Temos muitos medos. Todos
nós os temos. Ficam guardados em caixas herméticas. Sem janelas. Longe da luz.
Alguns são maiores, outros
até bobos. Mas todos ficam devidamente lacrados. Guardamos para que não escapem.
Não se transformem em realidade.
Não batam à nossa porta em
uma tarde de inverno.
Domingo assisti a uma
notícia que me paralisou. Gabriel Garcia Márquez não irá mais escrever.
O irmão, Jaime Garcia
Márquez, que vive em Cartagena de Índias, anunciou que o escritor está com
demência senil. Um dos sinônimos da doença de Alzheimer.
Seu corpo continua
saudável. Mas a cortina do mundo das letras se fechou.
O irmão liga todos os dias
para lhe relembrar fatos. Estende a corda além do abismo. Gesto de amor,
esperança.
A primeira vez que tive
contato com a senilidade foi ainda adolescente. A irmã mais moça de minha
Voinha se perdeu no tempo.
Tia Bebete morava no Rio
de Janeiro. Casada com Tio Gregório, um espanhol que parecia ter vindo dos
livros de Maria Dueñas.
Nosso contato com aquela
tia-avó moderna era nos meses de julho. Fugíamos do frio e encontrávamos o
epicentro da terra.
Entre outras revoluções,
nos levou pela primeira vez à confeitaria Colombo. Apresentou um mundo que nem
sonhávamos existir.
Ensinou a não beber durante
as refeições e pediu a primeira Ceasar Salad da minha vida.
Até que numa bela tarde de
outono, veio a notícia. Tia Bebete estava doente. Não lembrava mais das coisas.
Confundia as datas. Criava histórias. Se perdia pelas ruas.

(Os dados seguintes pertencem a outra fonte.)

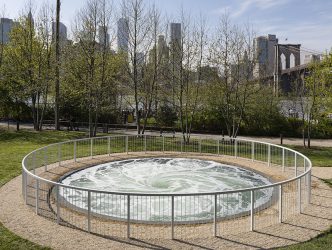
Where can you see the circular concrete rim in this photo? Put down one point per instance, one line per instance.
(22, 220)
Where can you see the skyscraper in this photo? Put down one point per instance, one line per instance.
(265, 55)
(123, 34)
(6, 26)
(175, 48)
(103, 36)
(62, 31)
(175, 32)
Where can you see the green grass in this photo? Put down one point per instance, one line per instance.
(15, 145)
(320, 156)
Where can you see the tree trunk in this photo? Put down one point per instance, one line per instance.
(57, 64)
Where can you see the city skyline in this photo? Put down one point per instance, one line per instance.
(292, 22)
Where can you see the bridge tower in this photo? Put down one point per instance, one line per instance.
(286, 52)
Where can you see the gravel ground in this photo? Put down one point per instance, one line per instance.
(22, 220)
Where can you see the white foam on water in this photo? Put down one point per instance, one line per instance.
(165, 175)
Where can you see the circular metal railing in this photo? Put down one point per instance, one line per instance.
(45, 194)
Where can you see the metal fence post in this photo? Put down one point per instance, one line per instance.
(299, 198)
(89, 211)
(215, 216)
(144, 143)
(34, 162)
(59, 154)
(75, 146)
(269, 155)
(295, 164)
(109, 145)
(172, 222)
(91, 147)
(280, 204)
(37, 196)
(181, 144)
(58, 204)
(252, 219)
(283, 159)
(45, 159)
(163, 144)
(309, 186)
(128, 216)
(26, 187)
(200, 145)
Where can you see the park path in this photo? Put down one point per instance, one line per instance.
(274, 140)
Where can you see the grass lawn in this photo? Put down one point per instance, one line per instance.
(320, 156)
(15, 145)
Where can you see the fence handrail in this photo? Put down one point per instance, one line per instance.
(308, 170)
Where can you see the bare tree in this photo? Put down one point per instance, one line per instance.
(139, 29)
(57, 66)
(232, 53)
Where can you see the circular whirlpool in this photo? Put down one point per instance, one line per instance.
(154, 182)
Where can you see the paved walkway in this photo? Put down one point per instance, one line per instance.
(274, 140)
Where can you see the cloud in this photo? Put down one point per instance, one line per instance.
(240, 7)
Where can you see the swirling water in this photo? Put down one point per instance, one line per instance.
(165, 176)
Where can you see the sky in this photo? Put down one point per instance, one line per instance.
(308, 22)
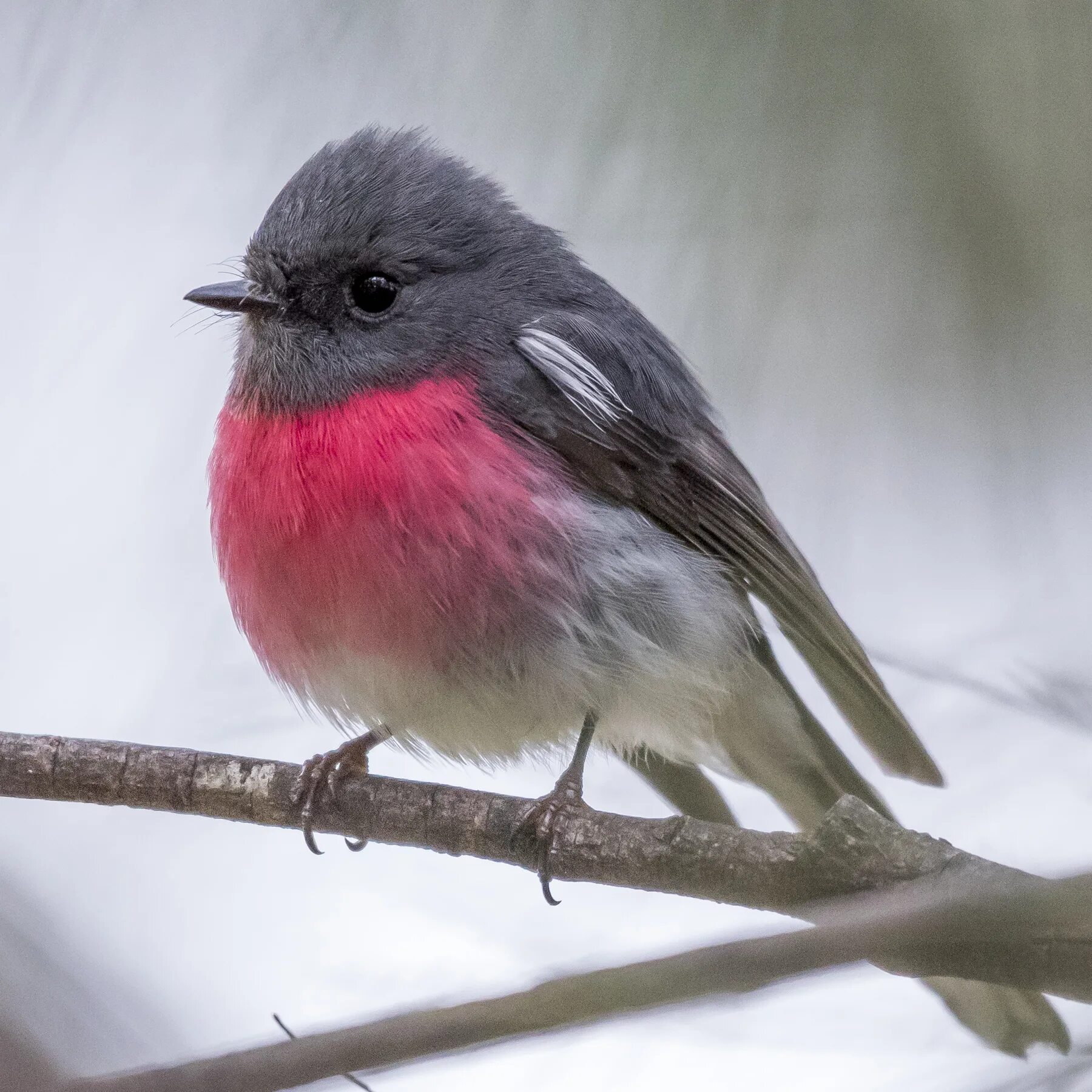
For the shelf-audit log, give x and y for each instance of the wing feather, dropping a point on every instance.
(693, 484)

Uma tristeza invadiu minha
Voinha. Mulher de fé, aceitou os desígnios de Deus.
Mas eu não entendia. Como
pode uma pessoa perder-se de si mesmo?
O amadurecimento e o tempo
me trouxeram as respostas. A parte teórica dessas histórias. Mas como aceitar os
últimos capítulos de uma vida em branco?
Esse é um dos medos que
guardo bem lá no fundo da minha caixa secreta.
Gabriel Garcia Marquez, o
Gabo, escreveu que o segredo de uma velhice agradável consiste apenas na
assinatura de um honroso pacto com a solidão.
Será que foi essa a
solidão que ele imaginou?
Seu castelo de letras
desmoronou. Milhões de fãs estão com o coração em suspenso. Sua obra
será eterna, mas seus dias agora são como cometas. Fugazes instantes entre o
real e o imaginário.
Tenho medo, muito medo da
senilidade. Dos que eu amo, dos que admiro, de mim mesma.

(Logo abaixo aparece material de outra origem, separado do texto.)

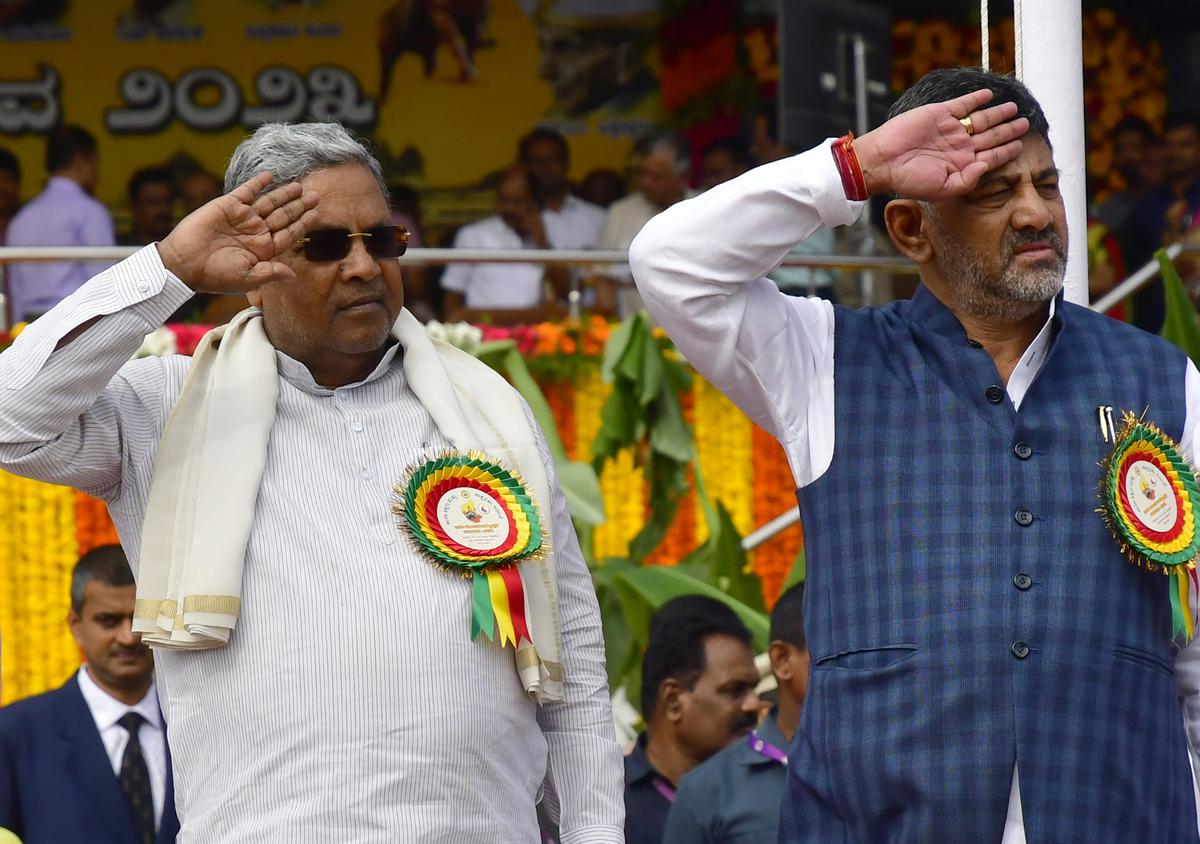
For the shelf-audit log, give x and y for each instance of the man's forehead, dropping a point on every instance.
(106, 598)
(1036, 160)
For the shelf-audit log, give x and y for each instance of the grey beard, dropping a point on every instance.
(1011, 297)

Como escreveu Gabo, em O Amor nos Tempos de Cólera:
“As pessoas que a gente
ama deviam morrer com todas as suas coisas”.
4 comentários:
Oi Gabi! Lindo teu texto!
Eu tb convivi com a demência senil, meu Vô Henrique, que nós perdemos ano passado, viveu os últimos anos assim, dias de lucidez e dias de total ausência do nosso mundo. Foi mto triste!

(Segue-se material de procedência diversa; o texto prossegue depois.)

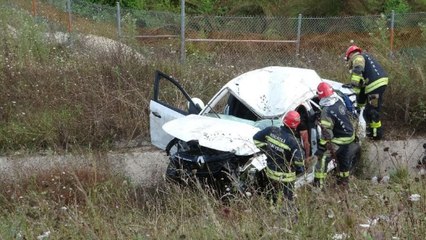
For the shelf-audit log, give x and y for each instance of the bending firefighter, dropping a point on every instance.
(285, 157)
(369, 80)
(337, 135)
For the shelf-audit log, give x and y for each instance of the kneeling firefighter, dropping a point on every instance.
(285, 155)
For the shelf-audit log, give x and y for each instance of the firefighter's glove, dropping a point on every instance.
(300, 170)
(320, 151)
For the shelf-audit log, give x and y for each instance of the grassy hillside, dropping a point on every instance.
(67, 97)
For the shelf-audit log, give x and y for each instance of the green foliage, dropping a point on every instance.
(94, 202)
(399, 6)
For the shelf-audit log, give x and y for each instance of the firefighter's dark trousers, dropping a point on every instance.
(343, 160)
(373, 105)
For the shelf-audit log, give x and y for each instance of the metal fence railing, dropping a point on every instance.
(219, 37)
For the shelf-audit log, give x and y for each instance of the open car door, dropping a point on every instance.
(170, 101)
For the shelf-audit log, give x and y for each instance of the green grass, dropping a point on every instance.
(60, 97)
(97, 204)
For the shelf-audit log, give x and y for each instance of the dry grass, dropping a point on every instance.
(97, 204)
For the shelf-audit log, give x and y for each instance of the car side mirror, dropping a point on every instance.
(195, 106)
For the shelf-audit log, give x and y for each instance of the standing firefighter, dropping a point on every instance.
(284, 152)
(369, 80)
(337, 135)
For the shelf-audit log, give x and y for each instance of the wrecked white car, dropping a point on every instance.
(213, 142)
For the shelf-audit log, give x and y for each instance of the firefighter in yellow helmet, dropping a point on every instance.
(369, 80)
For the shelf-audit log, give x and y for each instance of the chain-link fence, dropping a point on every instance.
(272, 40)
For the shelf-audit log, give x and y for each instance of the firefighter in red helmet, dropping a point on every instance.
(285, 155)
(369, 81)
(337, 134)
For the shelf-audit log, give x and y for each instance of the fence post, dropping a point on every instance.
(118, 20)
(69, 16)
(34, 7)
(182, 32)
(392, 32)
(299, 29)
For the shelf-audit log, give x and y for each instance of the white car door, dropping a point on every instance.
(170, 101)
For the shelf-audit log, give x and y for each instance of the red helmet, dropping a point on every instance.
(292, 119)
(324, 90)
(350, 50)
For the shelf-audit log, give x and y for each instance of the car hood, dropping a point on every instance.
(215, 133)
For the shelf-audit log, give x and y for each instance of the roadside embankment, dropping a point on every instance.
(146, 165)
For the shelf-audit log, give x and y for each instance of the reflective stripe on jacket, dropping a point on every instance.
(336, 125)
(281, 146)
(366, 71)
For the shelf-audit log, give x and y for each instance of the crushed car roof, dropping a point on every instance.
(272, 91)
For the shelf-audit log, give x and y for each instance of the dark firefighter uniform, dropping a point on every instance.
(336, 136)
(284, 156)
(369, 80)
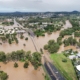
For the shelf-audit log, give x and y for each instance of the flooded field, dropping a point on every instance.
(20, 73)
(6, 47)
(67, 25)
(41, 41)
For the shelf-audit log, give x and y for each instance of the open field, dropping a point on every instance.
(66, 68)
(20, 73)
(6, 47)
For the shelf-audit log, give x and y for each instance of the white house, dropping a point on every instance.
(78, 67)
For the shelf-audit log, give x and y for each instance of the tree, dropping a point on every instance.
(21, 37)
(9, 40)
(46, 47)
(36, 60)
(26, 38)
(53, 48)
(26, 64)
(3, 75)
(50, 42)
(24, 44)
(78, 44)
(15, 65)
(2, 57)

Parabéns pela delicadeza com que tu escreves...
Um beijão!
Gabi:
Parabéns pelo seu lindo texto!
Realmente quantos medos temos guardados!
Bjs
Berenice
Gabi, lindo texto. Divido contigo sentimentos de medo, de perda dos outros e de nós mesmos. Te admiro cada dia mais. bjs
Dick, é muito triste mesmo....que este mal nunca venha para nossas "bandas"....aproveita enquanto não estou senil para me perguntares o que não te lembras.....hehehe....só para amenizar esta triste notícia.